Komatsu urges Pirelli rethink as Qatar’s 25‑lap tyre cap turns race into a two‑stop lock
Qatar has arrived with a rule you don’t often see on a Grand Prix weekend: a hard cap on tyre life. Every set, no matter the compound, can only be used for 25 laps across the entire event. Practice, qualifying, Sprint, race – it’s cumulative. And with 57 laps on Sunday, that means two pit stops for everyone, like it or not.
Pirelli pushed for the limit after its analysis flagged Losail’s long, loaded corners and abrasiveness as a perfect storm for extreme wear. The problem isn’t degradation in the classic sense; it’s that performance doesn’t drop before the construction gets to the cliff. No warning, just risk. So the FIA signed off the 25‑lap ceiling in the name of safety.
We’ve been here before. In 2023 the same circuit ran under an 18‑lap maximum, though that was triggered by micro-cuts from kerbing rather than raw wear. This time it’s the circuit’s energy and relentless strain on the front-left – and the fact Pirelli brought its three hardest compounds – that’s forced the issue.
It’s safe, yes. But it also kills strategic variety stone dead. With everyone boxed into the same playbook, the gaps will be made in pitlane execution and traffic management, not tyre creativity.
Haas boss Ayao Komatsu, the only team principal who fronted the press on Thursday, didn’t mince his words. Artificial limits, he argued, shouldn’t be the answer.

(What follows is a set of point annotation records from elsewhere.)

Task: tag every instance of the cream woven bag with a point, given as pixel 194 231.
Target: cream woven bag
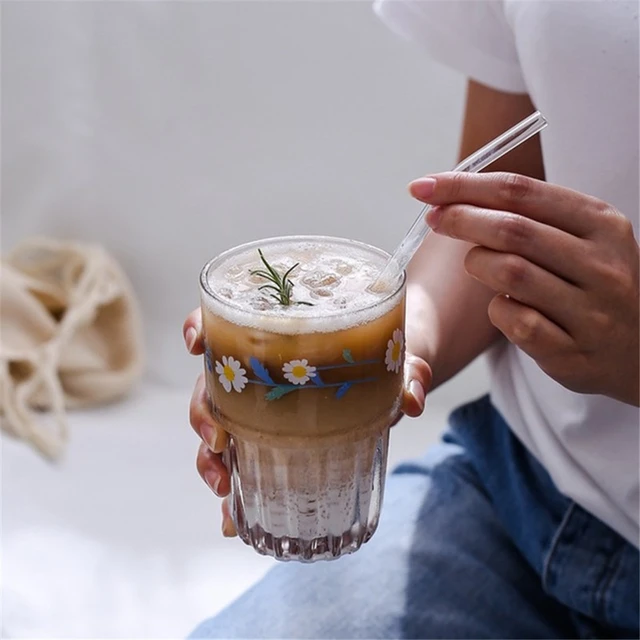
pixel 70 336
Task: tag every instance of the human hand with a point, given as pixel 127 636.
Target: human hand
pixel 214 439
pixel 564 266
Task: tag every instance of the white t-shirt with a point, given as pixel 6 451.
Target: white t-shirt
pixel 579 63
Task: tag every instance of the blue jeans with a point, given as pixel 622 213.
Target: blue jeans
pixel 474 541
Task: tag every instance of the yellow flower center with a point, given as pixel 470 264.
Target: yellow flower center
pixel 299 371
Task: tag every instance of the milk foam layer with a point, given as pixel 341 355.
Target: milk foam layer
pixel 332 276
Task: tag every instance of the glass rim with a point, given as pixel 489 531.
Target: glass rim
pixel 225 302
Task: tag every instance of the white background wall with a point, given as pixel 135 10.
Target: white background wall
pixel 169 131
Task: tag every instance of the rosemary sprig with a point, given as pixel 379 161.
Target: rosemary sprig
pixel 280 287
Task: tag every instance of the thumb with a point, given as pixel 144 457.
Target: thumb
pixel 417 381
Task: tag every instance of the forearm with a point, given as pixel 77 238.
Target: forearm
pixel 447 320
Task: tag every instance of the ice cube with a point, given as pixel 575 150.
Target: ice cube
pixel 321 280
pixel 321 293
pixel 342 267
pixel 262 304
pixel 235 273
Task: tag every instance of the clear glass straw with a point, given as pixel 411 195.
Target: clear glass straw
pixel 475 162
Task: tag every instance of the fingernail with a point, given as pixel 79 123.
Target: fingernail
pixel 213 481
pixel 417 391
pixel 434 216
pixel 190 338
pixel 209 435
pixel 228 530
pixel 422 188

“Whenever you’re trying to force a certain two‑stop strategy… it’s not great. I think it’s going to harm the racing,” he said, before pointing at a solution that used to live inside the tyre rather than the rulebook. In short: build in a proper under‑layer that creates a noticeable performance drop as the tyre nears its limit. Non‑linear degradation that tells teams, in lap time, when to bail.
“We’ve seen tyres before where once you hit the under‑layer, you get clear lap time degradation,” Komatsu added. “If you’re two seconds slower, you pit. That way you avoid completely wearing the tyre out, which risks punctures.” It’s not his job to design tyres, he said, but it is Pirelli’s to give drivers and engineers a performance signal before they hit 100% wear at 300 km/h.

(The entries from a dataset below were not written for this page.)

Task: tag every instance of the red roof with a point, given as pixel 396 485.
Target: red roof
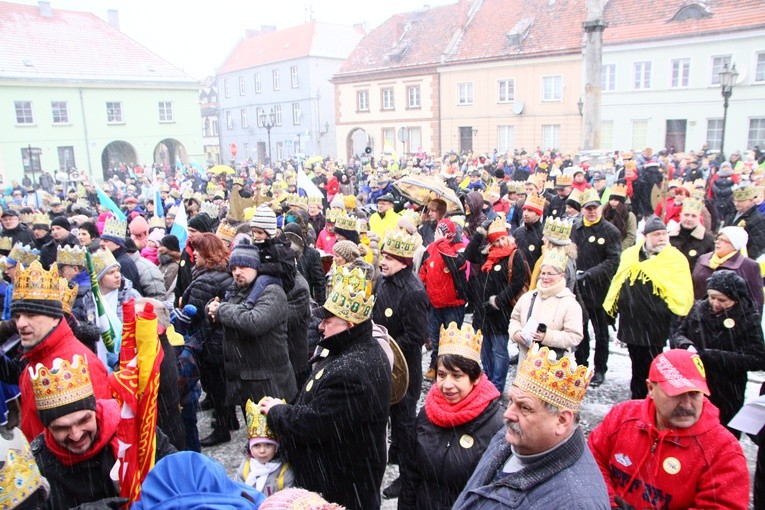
pixel 313 39
pixel 75 45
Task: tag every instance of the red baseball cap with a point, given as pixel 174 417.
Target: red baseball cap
pixel 679 371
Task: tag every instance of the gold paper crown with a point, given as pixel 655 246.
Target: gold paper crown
pixel 556 381
pixel 589 195
pixel 35 282
pixel 555 257
pixel 71 255
pixel 744 192
pixel 114 227
pixel 226 232
pixel 19 475
pixel 564 180
pixel 102 259
pixel 62 384
pixel 345 222
pixel 619 190
pixel 693 205
pixel 257 427
pixel 349 305
pixel 68 295
pixel 24 255
pixel 41 219
pixel 399 243
pixel 557 229
pixel 463 342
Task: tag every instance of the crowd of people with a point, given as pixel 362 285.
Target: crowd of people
pixel 302 299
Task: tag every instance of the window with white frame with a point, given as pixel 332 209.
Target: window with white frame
pixel 759 67
pixel 465 93
pixel 756 132
pixel 297 115
pixel 681 72
pixel 60 112
pixel 641 78
pixel 714 134
pixel 505 138
pixel 113 111
pixel 505 91
pixel 275 79
pixel 608 77
pixel 165 111
pixel 23 112
pixel 413 96
pixel 387 99
pixel 552 89
pixel 362 100
pixel 718 63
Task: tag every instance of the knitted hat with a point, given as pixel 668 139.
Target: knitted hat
pixel 61 221
pixel 346 249
pixel 737 236
pixel 652 224
pixel 264 218
pixel 244 255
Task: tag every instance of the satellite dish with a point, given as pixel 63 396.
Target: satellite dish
pixel 518 107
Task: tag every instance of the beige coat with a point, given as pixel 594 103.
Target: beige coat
pixel 560 311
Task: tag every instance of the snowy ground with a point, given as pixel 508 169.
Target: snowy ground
pixel 596 405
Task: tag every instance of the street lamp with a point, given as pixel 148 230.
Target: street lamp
pixel 267 121
pixel 728 79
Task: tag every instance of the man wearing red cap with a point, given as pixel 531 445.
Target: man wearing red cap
pixel 669 450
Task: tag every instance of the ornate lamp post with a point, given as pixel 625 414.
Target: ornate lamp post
pixel 728 79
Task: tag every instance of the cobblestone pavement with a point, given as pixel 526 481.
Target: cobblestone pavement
pixel 596 405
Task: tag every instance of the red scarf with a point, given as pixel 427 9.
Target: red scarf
pixel 445 415
pixel 497 253
pixel 107 420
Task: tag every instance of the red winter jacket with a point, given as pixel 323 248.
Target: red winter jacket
pixel 435 276
pixel 701 467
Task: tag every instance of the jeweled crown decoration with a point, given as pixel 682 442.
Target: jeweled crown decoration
pixel 349 305
pixel 463 342
pixel 559 382
pixel 71 255
pixel 558 229
pixel 114 227
pixel 19 475
pixel 399 243
pixel 62 383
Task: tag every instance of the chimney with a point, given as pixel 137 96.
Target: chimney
pixel 45 10
pixel 114 18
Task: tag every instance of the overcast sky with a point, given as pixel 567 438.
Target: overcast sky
pixel 197 36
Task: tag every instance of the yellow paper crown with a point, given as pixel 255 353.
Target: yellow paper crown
pixel 22 254
pixel 399 243
pixel 114 227
pixel 226 232
pixel 559 382
pixel 257 427
pixel 68 295
pixel 693 205
pixel 463 342
pixel 349 305
pixel 62 384
pixel 71 255
pixel 19 475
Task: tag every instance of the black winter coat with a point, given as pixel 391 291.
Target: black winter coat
pixel 334 434
pixel 599 249
pixel 728 353
pixel 442 465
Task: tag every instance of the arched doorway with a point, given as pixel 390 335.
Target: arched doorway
pixel 115 154
pixel 356 144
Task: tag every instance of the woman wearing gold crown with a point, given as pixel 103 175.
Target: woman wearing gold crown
pixel 460 416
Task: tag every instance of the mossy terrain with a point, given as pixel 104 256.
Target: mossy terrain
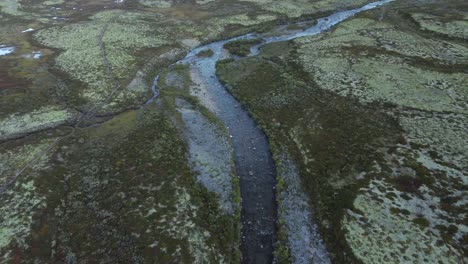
pixel 374 114
pixel 121 189
pixel 241 47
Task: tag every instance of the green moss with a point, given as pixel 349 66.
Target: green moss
pixel 241 47
pixel 421 221
pixel 205 53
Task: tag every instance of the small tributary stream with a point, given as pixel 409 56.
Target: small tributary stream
pixel 253 161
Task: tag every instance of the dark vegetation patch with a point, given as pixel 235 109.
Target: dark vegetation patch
pixel 241 47
pixel 102 186
pixel 205 53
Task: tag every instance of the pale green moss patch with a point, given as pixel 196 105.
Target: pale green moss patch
pixel 45 117
pixel 453 27
pixel 377 235
pixel 342 63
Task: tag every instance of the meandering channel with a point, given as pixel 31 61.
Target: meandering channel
pixel 253 161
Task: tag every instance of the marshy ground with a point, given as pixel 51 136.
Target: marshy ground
pixel 366 123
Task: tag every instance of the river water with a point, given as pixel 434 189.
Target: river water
pixel 253 161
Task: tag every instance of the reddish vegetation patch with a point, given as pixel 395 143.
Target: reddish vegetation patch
pixel 7 82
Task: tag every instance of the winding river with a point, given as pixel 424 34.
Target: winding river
pixel 253 160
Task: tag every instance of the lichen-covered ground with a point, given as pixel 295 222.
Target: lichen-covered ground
pixel 374 114
pixel 372 118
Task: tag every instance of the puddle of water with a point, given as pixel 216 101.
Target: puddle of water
pixel 5 50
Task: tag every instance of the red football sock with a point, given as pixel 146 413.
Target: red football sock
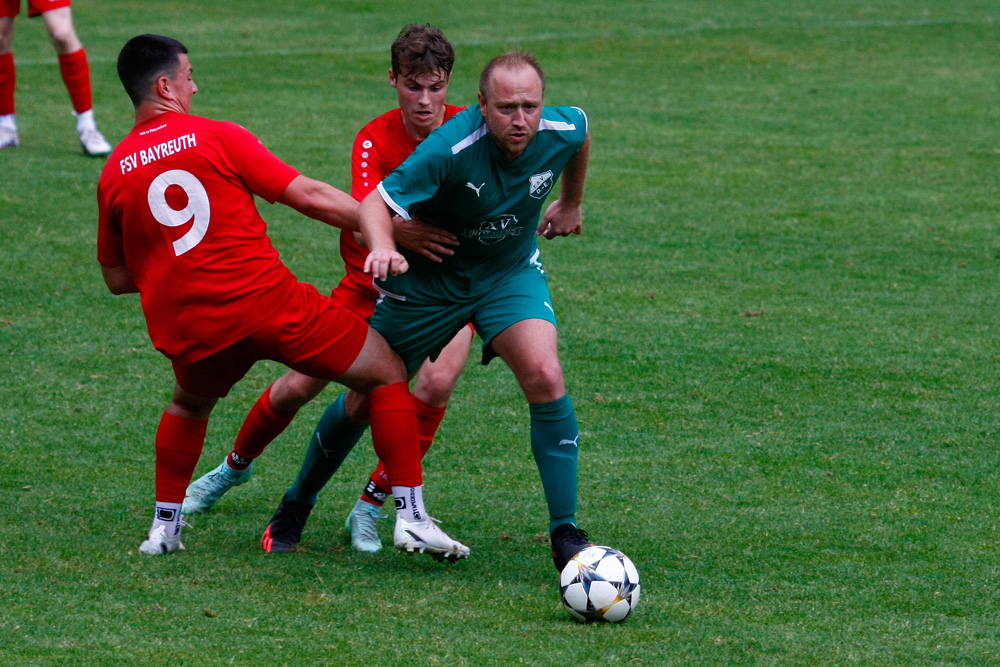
pixel 394 433
pixel 428 420
pixel 179 442
pixel 7 79
pixel 261 427
pixel 76 75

Drivers were split between racer instinct and the reality of Losail’s speeds. Alpine’s Pierre Gasly leaned toward keeping the decision-making in-house. Teams have the sensors and the models, he argued; warn them of the risk and let them choose. Ferrari’s Charles Leclerc, ever the pragmatist, admitted drivers will always push too far if you let them, and that this is exactly why the FIA steps in on a circuit where a blowout could get ugly very fast.

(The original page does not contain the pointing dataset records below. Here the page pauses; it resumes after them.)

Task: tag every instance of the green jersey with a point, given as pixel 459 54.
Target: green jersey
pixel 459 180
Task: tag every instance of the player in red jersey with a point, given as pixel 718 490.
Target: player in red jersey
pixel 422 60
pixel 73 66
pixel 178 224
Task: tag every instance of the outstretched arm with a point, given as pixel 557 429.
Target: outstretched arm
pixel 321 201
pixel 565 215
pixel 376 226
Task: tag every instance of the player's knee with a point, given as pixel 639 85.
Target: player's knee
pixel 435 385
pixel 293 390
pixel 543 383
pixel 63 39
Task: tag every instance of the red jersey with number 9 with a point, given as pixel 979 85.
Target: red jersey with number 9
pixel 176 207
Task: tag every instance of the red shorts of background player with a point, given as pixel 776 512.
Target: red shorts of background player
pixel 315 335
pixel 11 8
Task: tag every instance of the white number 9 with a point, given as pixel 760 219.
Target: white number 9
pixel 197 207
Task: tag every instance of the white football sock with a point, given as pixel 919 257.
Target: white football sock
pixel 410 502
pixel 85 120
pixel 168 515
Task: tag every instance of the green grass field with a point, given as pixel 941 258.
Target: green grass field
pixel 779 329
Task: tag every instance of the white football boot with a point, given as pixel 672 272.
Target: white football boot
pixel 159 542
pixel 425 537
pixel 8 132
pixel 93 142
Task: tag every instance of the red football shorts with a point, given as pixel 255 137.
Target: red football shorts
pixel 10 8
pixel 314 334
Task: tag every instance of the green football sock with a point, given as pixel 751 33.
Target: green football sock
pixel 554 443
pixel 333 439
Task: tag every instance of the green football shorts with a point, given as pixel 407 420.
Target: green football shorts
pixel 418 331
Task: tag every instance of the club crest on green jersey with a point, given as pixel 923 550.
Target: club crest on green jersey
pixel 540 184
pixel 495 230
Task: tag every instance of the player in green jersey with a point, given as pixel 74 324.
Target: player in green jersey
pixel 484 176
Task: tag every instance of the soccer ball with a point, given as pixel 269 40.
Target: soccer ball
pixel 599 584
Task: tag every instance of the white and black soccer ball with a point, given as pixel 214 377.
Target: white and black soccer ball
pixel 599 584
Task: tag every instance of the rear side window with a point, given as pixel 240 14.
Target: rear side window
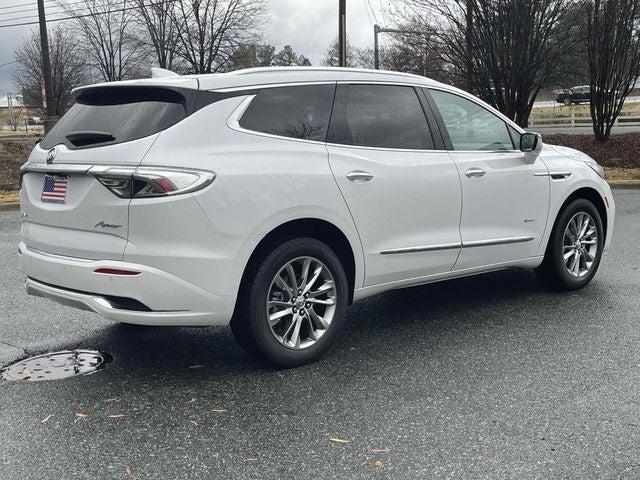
pixel 470 126
pixel 383 116
pixel 116 114
pixel 295 112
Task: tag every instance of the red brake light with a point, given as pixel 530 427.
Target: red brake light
pixel 116 271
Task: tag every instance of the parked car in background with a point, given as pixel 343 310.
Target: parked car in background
pixel 574 95
pixel 271 199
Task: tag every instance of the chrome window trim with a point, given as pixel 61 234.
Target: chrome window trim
pixel 447 246
pixel 233 122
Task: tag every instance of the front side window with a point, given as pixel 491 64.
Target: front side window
pixel 383 116
pixel 470 126
pixel 296 112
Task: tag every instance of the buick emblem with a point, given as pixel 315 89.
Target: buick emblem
pixel 51 155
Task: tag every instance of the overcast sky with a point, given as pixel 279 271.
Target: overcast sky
pixel 309 26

Williams’ Carlos Sainz made the broader point. Mandating two-stoppers regularly? Hard pass. The best grands prix, he said, are the ones that flirt between one and two stops, or stretch to a three if someone dares. That flexibility disappears the moment you legislate it. For Qatar, he accepts it’s a safety call. As a direction of travel for F1, it’s not.
That last bit matters. Earlier this season, the F1 Commission parked a proposal to make two stops mandatory more often after a trial in Monaco. There wasn’t much enthusiasm then, and there still isn’t now. Qatar feels more like a band-aid.
So what should we expect? A flat-out sprint between fixed pit windows. Everyone will be aggressive, because they can be, and the real gains will come from undercuts, clean air, and how brave you are stretching a stint to keep track position without tripping the 25‑lap tripwire. A safety car will turn it into a chess puzzle with one hand tied behind your back.
It’s hard to shake the feeling Komatsu’s right. You don’t fix a tyre with a regulation, you fix it with a tyre. If Pirelli can bring back a construction that telegraphs its limits through lap time – the drop you feel rather than the bang you fear – weekends like this won’t need a steward’s thumb on strategy. And the racing, which is the whole point, will breathe again.